Despite the frequency with which one sees the claim made by Humeans about laws of nature, in this talk, I argue that laws do not supervene on the Humean ‘mosaic' (see Lewis, 1986; 1994) – the tapestry of local particular matters of fact that make up a world. Briefly, the objection to the claim is that, for any given mosaic and particular law that supervenes on that mosaic, there will be a duplicate mosaic (that is, another world) that differs from the original mosaic only in so far as there is a singular additional, contravening instance to the particular law. For example, for a world in which the mosaic is comprised of all Fs that are Gs, we can imagine a world exactly alike, differing only to the extent that there is a singular additional F that is not a G. Though the supervenience base of the law exists in that duplicated world – in so far as the full mosaic of the first world also exists in the duplicated world – given the additional contravening instance, the law does not hold in the duplicated world. Such duplicate-plus-contravening-instance worlds will necessarily exist for any given combination of mosaic and law, given the Humean principle of recombination. If the mosaic exists, and the law does not hold, then the claim that the law supervenes on the mosaic (in so far as supervenience is understood as covariance across worlds) is demonstrably false.
Though this problem is not exactly a novel one – Shumener (2019) raises a related objection, and Miller (2015: 1321) discusses this problem as it pertains to a related problem concerning the apparent explanatory inadequacy of Humeanism – its gravity has not been fully appreciated as a fundamental problem for the Humean account of laws. After presenting the problem, I explore putative responses to the problem and argue that all available solutions will require resources that simply outstrip the Humean's budget, requiring them to commit to entities that fatally undermine the motivations for the position in the first place. Briefly, the Lewisian response derived from Lewis' account of truthmaking for negative existentials (Lewis and Rosen, 2002) is that we can provide palatable truthmakers for negative existentials that, in conjunction with a conjunction of the intrinsic local particular matters of fact that make up the mosaic, might provide a suitable subvenience base for laws (the negative existentials concerning the non-existence of contravening instances). This solution, I argue, will not work as it requires a commitment to extrinsic relations; such extrinsic relations place restrictions on recombination (in so far as an entity's standing in an extrinsic relation demands the existence of the other relata of that relation) which stand at odds with the underlying principles behind Humeanism.

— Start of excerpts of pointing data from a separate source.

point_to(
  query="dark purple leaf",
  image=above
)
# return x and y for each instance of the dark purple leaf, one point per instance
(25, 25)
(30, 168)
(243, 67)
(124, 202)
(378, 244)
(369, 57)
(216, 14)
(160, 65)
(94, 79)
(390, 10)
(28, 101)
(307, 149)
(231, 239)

Ultimately, I conclude that this problem could represent an example of a promising class of objection to Lewisian modal reductionism that proponents of metaphysical grounding might want to expand upon, in so far as it focusses on the failure of modal reductionism to account for phenomena, and, being made in terms the Humean would agree upon, is less easily responded to.
References
Shumener, E. (2021). Humeans are out of this world. Synthese. 198: 5897-5916.
Miller, E. (2015). Humean scientific explanation. Philosophical Studies. 172. 5: 1311-1332.
Lewis, D. K. & Rosen, G. (2002). Postscript to “Things qua Truthmakers”: Negative Existentials. In Hallvard Lillehammer & Gonzalo Rodriguez-Pereyra (eds.), Real Metaphysics: Essays in Honour of D. H. Mellor, With His Replies. New York: Routledge. pp. 39-42.
Lewis, D. K. (1994). Humean supervenience debugged. Mind. 103. 473–490.
Lewis, D. K. (1986). On the Plurality of Worlds. Malden, Mass.: Wiley-Blackwell.